Quand Chantal demandait pourquoi sa mère n’était pas avec eux, sa grand-mère répondait qu’elle était très indépendante. En fait, elle n’avait même pas eu le temps de se marier et avoir un enfant hors mariage était très mal vu à l’époque. Les enfants d’aujourd’hui ne sont pas élevés de la même façon. Avant on interdisait aux enfants sans leur expliquer pourquoi. Maintenant ils osent demander. Chantal n’y pensait même pas. Aujourd’hui c’est une lourde responsabilité d’élever des enfants : on les informe et on leur explique les choses car on veut qu’ils réussissent sans se faire manger par des profiteurs et rattraper par le mauvais et l’instabilité. Les enfants de maintenant ont plus de tentations, dans un magasin ils voient tout ce qu’il y a et demandent : « Maman pourquoi t’achète pas ça ? ». Ses petits enfants sont élevés fermement mais Ils veulent dépasser les interdits, ils bougent. Chantal a élevé ses deux filles toute seule.



Elle se marie à 26 ans en 1978, sa fille Alice nait en 1979, Jessica en 1982 et Chantal divorce quelques mois plus tard.

Son mari va se laisser aller complètement, faire de la prison et devenir sans domicile fixe. Il vivra chez l’un chez l’autre à la côte toujours sur la brèche et totalement immature. Chantal n’a pas connu d’autre échec. Il lui a fallu assumer, retravailler comme avant son mariage, agent hospitalier ou aide en maison de retraite. Elle aurait pu partir mais elle avait déjà des amis dans le quartier et l’école pour les filles n’était pas loin, l’hôpital et la sécu aussi.

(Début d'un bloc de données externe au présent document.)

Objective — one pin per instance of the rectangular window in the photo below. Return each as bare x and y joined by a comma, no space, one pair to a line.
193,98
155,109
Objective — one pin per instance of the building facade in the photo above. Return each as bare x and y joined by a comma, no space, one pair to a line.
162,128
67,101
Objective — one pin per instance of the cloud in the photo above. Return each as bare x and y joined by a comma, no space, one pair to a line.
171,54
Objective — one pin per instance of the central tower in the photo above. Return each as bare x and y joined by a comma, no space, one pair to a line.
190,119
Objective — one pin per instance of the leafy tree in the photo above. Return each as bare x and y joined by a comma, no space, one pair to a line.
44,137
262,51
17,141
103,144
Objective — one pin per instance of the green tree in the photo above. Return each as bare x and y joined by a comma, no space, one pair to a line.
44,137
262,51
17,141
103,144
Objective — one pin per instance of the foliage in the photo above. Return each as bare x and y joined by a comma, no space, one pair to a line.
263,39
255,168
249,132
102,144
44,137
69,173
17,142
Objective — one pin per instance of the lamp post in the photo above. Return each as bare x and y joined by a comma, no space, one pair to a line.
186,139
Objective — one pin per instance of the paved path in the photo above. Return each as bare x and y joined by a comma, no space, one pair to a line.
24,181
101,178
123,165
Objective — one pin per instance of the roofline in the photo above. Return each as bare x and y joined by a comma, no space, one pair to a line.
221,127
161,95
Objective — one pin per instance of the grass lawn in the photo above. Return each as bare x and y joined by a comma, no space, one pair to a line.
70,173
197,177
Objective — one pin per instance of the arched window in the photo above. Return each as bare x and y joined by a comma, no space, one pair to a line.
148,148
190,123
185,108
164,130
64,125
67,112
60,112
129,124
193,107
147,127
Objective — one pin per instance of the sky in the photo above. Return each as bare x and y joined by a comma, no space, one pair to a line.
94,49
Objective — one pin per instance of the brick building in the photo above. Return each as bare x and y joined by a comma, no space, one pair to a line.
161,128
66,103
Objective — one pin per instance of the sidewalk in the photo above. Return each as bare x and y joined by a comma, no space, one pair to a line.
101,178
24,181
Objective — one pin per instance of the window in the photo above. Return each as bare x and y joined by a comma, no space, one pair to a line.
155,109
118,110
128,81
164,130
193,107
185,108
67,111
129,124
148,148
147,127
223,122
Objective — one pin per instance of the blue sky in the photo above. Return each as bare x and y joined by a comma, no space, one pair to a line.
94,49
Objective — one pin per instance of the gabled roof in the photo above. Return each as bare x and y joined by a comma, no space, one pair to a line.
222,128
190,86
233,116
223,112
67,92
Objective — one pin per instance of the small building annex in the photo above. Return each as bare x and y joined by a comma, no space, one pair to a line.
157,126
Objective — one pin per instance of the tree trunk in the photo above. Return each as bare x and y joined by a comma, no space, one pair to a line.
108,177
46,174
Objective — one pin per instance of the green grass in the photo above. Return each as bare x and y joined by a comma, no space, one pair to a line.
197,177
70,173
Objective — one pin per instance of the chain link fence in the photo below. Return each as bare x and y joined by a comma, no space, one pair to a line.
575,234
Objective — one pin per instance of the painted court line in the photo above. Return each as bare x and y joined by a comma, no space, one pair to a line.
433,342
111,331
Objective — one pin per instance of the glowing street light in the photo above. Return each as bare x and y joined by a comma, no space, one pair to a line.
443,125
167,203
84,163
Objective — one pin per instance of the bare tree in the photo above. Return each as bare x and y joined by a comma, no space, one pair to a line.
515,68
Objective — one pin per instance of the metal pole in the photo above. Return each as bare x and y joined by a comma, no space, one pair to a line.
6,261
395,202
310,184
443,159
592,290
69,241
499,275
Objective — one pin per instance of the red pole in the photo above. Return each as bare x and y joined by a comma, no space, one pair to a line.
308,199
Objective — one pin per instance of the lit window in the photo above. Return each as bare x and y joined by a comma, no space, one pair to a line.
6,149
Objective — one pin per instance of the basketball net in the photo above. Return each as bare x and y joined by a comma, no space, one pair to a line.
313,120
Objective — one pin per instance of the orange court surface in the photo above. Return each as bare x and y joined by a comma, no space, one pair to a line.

Elle a vu le quartier changer. C’est très triste de voir des enfants se laisser aller. On vit avec eux, on les connaît depuis la maternelle et certains s’en sortent et d’autre pas. Du temps de monsieur Pieltant, le concierge qui vivait au rez-de-chaussée de la perdrix, l’immeuble était correct propre et calme. Son départ a précédé la dérive de la drogue et de l’alcool. Les enfants de la tour n’étaient plus à l’abri. Un club de prévention avait pris la place du concierge et c’était bien au début et puis ça a dégénéré avec l’afflux de jeunes de partout, trafic et incendies de caves. Il y a des choses qu’on ne peut oublier : un jeune avait noyé tout l’immeuble en ouvrant une vanne incendie au neuvième étage. Deux électriciens étaient venus réparer car toutes les armoires électriques étaient hors d’usage.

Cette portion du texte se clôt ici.